I noted that the average age of Billy Joel’s audience is about twenty-five years older than that of the audience at the Pitbull concert I attended with the same date (my friend Samantha) last week. Sidenote: Samantha and I were laughing at a guy a few rows down for his miming of the song lyrics and awkward dancing, but when we stood for the encore I realized there’s really no way to dance to Billy Joel’s music without looking (and feeling) incredibly awkward, so I’m sending apologies to that guy, wherever he is.
Billy Joel had no opening act last night and played for approximately two and a half hours: twenty-two songs and THEN a six-song encore. Had time (and his endurance) been unlimited, he could have kept the sold-out crowd entertained for another ten or twelve hours; there were so many of his hits he didn’t and couldn’t perform because none of us had all night, including the Wrigleyville neighborhood who count on Wrigley Field to enforce the 11:00pm curfew on the acts that play there.

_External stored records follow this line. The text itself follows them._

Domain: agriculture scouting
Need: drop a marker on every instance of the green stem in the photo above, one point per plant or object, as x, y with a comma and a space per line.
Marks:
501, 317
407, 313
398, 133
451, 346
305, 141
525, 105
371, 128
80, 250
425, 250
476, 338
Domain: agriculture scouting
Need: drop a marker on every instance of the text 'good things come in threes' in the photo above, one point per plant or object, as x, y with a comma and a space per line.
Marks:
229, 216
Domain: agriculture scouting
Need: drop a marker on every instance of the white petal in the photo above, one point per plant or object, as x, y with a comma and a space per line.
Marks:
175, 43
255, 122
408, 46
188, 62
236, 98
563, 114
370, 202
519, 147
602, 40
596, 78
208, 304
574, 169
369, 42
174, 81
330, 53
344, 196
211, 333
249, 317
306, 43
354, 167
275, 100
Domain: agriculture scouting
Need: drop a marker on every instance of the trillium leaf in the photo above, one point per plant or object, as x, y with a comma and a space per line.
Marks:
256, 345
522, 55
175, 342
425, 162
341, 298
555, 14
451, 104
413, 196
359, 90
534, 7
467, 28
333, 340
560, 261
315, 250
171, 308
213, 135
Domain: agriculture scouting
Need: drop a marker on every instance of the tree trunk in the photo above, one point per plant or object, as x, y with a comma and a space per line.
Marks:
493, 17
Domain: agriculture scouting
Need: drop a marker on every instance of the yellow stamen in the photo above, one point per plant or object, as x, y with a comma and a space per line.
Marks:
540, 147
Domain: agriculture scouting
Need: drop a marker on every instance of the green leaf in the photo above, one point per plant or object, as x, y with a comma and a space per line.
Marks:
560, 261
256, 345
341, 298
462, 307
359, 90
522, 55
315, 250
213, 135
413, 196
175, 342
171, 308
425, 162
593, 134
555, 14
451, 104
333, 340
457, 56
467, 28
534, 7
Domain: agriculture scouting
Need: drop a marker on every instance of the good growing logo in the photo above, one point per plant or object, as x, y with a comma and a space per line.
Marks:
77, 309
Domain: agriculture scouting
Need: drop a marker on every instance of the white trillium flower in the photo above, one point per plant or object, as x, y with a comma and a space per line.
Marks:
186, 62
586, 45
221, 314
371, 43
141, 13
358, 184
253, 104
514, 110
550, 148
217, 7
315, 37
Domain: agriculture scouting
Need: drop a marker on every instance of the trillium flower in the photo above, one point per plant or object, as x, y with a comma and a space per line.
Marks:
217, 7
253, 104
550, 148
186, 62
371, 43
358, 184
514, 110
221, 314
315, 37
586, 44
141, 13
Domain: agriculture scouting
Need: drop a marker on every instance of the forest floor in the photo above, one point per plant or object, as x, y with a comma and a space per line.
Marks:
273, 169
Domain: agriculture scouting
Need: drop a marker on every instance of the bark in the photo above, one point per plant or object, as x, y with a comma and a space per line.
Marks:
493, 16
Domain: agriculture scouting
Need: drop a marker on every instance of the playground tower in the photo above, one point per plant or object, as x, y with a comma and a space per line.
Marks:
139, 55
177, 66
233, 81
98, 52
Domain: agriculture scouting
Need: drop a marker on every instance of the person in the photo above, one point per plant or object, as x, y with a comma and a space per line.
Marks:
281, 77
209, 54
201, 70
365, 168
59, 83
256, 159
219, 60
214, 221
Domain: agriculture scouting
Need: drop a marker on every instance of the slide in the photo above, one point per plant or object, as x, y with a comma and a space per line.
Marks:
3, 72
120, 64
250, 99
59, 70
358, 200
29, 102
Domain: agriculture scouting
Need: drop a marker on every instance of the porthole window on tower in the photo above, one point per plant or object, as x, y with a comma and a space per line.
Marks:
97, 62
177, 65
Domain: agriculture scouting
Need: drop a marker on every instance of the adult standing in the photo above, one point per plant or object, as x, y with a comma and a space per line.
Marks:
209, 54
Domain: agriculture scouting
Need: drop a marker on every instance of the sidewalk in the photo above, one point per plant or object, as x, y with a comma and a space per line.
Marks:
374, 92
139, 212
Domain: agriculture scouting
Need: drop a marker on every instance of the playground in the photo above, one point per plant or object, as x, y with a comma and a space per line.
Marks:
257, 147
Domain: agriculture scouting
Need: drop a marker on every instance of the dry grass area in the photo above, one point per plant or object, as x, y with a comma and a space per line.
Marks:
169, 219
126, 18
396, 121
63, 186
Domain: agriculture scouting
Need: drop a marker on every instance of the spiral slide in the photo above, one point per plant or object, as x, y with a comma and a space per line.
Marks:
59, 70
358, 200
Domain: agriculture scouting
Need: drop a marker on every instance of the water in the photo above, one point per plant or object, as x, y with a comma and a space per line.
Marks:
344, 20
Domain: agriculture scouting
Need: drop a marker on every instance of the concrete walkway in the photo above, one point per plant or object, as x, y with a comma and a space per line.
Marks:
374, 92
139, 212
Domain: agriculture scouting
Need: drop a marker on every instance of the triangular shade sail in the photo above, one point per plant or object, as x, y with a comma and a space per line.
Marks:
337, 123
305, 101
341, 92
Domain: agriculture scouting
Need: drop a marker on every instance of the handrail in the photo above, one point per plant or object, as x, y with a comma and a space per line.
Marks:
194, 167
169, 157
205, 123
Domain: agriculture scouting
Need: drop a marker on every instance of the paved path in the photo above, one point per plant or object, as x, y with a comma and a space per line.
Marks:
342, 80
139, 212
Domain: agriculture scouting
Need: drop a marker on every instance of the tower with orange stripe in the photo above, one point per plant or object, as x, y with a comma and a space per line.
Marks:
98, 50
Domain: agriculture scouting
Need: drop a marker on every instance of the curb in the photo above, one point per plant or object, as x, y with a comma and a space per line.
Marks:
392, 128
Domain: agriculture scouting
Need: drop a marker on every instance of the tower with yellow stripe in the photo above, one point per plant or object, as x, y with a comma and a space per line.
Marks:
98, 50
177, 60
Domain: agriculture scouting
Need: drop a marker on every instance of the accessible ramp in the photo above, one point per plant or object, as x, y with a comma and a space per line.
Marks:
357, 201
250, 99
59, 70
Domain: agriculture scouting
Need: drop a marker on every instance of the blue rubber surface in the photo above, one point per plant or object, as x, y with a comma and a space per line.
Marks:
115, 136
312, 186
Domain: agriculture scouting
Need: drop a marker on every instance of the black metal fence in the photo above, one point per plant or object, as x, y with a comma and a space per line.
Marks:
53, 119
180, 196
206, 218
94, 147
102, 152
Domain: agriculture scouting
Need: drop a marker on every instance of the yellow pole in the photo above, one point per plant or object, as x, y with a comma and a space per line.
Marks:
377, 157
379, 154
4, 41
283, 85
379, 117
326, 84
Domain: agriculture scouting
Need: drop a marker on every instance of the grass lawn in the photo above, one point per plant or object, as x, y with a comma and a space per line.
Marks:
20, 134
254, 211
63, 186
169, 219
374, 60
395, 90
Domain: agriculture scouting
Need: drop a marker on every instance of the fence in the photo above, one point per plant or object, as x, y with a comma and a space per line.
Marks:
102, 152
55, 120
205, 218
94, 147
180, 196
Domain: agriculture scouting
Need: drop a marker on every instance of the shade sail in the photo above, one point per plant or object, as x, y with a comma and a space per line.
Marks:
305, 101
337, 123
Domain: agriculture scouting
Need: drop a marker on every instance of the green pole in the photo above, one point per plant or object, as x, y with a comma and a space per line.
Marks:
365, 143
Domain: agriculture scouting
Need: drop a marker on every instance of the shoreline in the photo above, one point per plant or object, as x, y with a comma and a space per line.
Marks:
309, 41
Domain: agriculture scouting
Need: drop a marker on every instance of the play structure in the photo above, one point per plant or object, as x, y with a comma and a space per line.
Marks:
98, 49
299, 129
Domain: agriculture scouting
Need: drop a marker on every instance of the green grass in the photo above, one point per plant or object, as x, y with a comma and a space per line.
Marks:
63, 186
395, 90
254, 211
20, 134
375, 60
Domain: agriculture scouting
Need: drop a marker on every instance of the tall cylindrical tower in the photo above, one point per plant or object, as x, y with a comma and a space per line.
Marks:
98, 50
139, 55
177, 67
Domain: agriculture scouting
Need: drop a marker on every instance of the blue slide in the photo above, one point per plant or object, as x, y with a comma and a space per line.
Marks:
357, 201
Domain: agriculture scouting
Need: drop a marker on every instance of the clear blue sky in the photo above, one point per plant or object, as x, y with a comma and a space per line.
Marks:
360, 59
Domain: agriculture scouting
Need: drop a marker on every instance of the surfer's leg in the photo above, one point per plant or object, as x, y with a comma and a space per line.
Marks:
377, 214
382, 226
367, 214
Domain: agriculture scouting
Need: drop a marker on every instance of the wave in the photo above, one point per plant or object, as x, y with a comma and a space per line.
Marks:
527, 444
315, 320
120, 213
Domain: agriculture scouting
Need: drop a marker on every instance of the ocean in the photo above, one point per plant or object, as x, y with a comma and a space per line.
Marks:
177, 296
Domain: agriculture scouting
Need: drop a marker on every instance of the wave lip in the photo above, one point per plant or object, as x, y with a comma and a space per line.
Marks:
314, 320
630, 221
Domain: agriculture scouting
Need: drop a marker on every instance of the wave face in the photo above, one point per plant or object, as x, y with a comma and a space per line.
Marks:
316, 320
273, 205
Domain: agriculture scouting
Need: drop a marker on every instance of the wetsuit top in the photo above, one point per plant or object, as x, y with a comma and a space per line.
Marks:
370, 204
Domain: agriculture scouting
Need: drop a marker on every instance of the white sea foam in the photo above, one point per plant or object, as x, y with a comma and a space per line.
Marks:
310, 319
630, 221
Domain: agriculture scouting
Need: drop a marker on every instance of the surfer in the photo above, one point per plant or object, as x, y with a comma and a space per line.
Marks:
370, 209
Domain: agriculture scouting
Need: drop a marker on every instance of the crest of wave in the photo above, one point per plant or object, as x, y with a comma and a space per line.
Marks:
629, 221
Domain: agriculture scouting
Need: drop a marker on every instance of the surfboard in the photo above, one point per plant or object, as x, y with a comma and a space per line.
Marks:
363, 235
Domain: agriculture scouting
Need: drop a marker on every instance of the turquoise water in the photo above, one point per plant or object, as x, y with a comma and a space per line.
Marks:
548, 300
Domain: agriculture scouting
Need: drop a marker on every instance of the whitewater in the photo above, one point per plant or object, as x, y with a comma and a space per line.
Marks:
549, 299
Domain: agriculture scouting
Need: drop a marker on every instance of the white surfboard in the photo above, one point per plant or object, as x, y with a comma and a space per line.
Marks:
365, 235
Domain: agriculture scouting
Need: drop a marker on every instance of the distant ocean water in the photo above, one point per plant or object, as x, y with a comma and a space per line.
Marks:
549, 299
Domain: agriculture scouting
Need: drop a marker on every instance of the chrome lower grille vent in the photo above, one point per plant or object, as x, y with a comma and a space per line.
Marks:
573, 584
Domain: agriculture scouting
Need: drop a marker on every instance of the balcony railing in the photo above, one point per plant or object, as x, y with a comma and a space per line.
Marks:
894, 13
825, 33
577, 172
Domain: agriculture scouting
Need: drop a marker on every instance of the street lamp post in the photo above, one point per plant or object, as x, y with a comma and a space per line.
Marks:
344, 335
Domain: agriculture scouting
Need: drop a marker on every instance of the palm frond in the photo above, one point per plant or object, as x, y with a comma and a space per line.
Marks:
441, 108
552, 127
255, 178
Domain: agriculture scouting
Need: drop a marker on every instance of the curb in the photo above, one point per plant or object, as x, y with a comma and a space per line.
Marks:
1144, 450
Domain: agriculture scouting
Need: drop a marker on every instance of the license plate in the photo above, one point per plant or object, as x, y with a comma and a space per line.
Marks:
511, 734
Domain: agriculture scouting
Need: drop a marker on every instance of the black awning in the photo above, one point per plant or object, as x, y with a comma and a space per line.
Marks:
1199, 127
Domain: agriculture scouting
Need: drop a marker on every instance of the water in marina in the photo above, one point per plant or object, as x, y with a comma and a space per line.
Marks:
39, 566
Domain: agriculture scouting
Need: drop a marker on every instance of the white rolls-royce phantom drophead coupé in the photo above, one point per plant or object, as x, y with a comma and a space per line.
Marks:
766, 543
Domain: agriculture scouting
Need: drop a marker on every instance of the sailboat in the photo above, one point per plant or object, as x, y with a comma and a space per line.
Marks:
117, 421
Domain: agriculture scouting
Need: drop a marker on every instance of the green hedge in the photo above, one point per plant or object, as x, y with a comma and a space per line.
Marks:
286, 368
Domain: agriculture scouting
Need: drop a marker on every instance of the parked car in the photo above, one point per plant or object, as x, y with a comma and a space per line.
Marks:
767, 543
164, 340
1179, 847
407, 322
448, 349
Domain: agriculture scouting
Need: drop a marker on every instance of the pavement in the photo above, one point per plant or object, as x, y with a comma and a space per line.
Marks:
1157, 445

Samantha and I met our friends Jen and George for dinner before the concert and Jen asked us to name our favorite concert ever. I gave her two (Foo Fighters and Adam Ant) and after Samantha and I were jogging down the ramps at Wrigley trying to beat the post-show crowds out (we did!), we talked about how the “Favorite concert ever” question is so hard to answer. When you’re like me and enjoy music across most genres, it’s like comparing apples to oranges. For me, Foo Fighters is a favorite because Dave Grohl is a beast and they rocked Wrigley hard last summer in a fun show that seemed personal and interactive even though it was a sold out crowd of more than 40,000. Adam Ant is a favorite because of how I swooned hard over him throughout my impressionable high school years (read about my obsession and concert experience in a post I wrote earlier this year for Midlive Mixtape) and it meant the world to see him thirty years later. And now, Billy Joel is (and will always be) a favorite because his was the concert of my lifetime, a live rendering of the soundtrack of my years on earth.